The intuition is: a lower \(\tau\) indicates text features are cluttered and semantically redundant, offering no help for discrimination; a higher \(\tau\) indicates more diverse and discriminative semantics. \(\tau\) is computed once per dataset before training. If \(\tau > 0.33\) (an empirically discovered rule from 18 datasets, not a per-test-set hyperparameter), text is used in mutual distillation. Table 2 shows that for datasets with \(\tau < 0.33\), text usage almost always leads to performance drops, while for \(\tau > 0.33\), it yields gains.

3. Three-modal Mutual Distillation: Aligning Vision, Spatial, and Text for Clustering

Each feature path connects to an MLP clustering head (512-512-K) to produce soft clustering distributions. They are aligned via pairwise distillation. The total loss consists of three components:

\[L = \sum_{k=1}^{3} L^k_{\text{distill}} + \lambda_1 \sum_{k=1}^{3} L^k_{\text{consist}} - \lambda_2 \sum_{m\in M} L^m_{\text{entropy}}\]

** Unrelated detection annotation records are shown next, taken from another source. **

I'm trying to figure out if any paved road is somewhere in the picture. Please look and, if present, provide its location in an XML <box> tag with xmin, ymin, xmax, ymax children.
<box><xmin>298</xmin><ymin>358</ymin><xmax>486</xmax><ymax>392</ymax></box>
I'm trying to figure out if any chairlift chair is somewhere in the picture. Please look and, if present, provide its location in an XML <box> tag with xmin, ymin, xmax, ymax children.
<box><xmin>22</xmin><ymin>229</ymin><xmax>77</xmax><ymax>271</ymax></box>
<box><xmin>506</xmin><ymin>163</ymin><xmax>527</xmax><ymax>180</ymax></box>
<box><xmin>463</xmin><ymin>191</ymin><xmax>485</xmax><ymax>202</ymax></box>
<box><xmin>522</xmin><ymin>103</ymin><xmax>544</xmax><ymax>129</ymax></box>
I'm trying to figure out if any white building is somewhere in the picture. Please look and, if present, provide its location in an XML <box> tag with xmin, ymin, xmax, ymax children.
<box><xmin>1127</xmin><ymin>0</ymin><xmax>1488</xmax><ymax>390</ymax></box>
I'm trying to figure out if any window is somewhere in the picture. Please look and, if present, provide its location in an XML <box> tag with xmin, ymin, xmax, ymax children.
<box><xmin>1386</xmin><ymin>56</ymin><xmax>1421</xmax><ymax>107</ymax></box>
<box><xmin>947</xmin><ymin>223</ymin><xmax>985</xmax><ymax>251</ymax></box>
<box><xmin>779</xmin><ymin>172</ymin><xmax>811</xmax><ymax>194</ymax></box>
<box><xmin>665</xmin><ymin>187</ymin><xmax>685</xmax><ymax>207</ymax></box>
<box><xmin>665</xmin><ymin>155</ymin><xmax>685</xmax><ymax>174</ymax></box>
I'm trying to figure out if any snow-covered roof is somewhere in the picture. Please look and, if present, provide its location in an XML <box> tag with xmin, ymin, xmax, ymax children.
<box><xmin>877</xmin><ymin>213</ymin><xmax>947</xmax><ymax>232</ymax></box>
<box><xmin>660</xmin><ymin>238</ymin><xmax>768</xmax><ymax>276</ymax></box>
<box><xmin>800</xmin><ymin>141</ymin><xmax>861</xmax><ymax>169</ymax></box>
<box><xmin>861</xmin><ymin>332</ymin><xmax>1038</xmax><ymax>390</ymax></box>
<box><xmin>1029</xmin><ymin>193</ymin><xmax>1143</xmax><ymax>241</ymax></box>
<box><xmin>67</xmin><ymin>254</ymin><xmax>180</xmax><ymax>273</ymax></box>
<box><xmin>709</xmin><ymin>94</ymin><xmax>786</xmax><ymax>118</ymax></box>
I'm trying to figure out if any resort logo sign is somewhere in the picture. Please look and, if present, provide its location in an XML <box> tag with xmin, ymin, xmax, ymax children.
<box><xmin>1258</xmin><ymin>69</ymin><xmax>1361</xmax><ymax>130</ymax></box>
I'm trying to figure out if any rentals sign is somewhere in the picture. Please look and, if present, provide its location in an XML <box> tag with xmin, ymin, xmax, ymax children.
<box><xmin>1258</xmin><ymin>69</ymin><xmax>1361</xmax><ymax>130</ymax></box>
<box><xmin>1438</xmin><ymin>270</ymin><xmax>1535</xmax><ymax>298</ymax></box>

where \(M=\{\text{visual, textual, spatial}\}\). The mutual distillation loss \(L_{\text{distill}}\) uses a contrastive form (temperature \(T\)) to pull together cluster assignments for the same sample across modalities while pushing apart those of different samples. The consistency loss \(L_{\text{consist}}=-\frac{1}{N}\sum_i \log(c^{\text{visual}\top}_i c^{\text{spatial}}_i)\) further aligns assignments between modalities for the same anchor. The entropy loss \(L_{\text{entropy}}\) encourages confident assignments and prevents collapse. Spatial and textual modalities serve as auxiliary information to strengthen the discriminative power of the visual modality.

Loss & Training¶

CLIP ViT-B/32 is used for visual and textual features. Three MLP heads (512-512-K) are used. Training lasts 200 epochs with a batch size of 512, with early stopping after 10 epochs of no loss decrease. Hyperparameters follow TAC: \(T=0.5, \lambda_1=1.0, \lambda_2=5.0\), and textual threshold 0.33. Results are reported as the mean of 10 seeds.

Key Experimental Results¶

Main Results¶

Evaluation on 18 benchmarks, with primary comparisons on ImageNet-10 / ImageNet-Dogs / STL-10 / CIFAR-10 / CIFAR-100 across ACC / NMI / ARI (%) metrics. Baselines include K-Means, DEC, CC, SPICE, DPAC, DINOv2/v3+K-Means, Turtle, and TAC.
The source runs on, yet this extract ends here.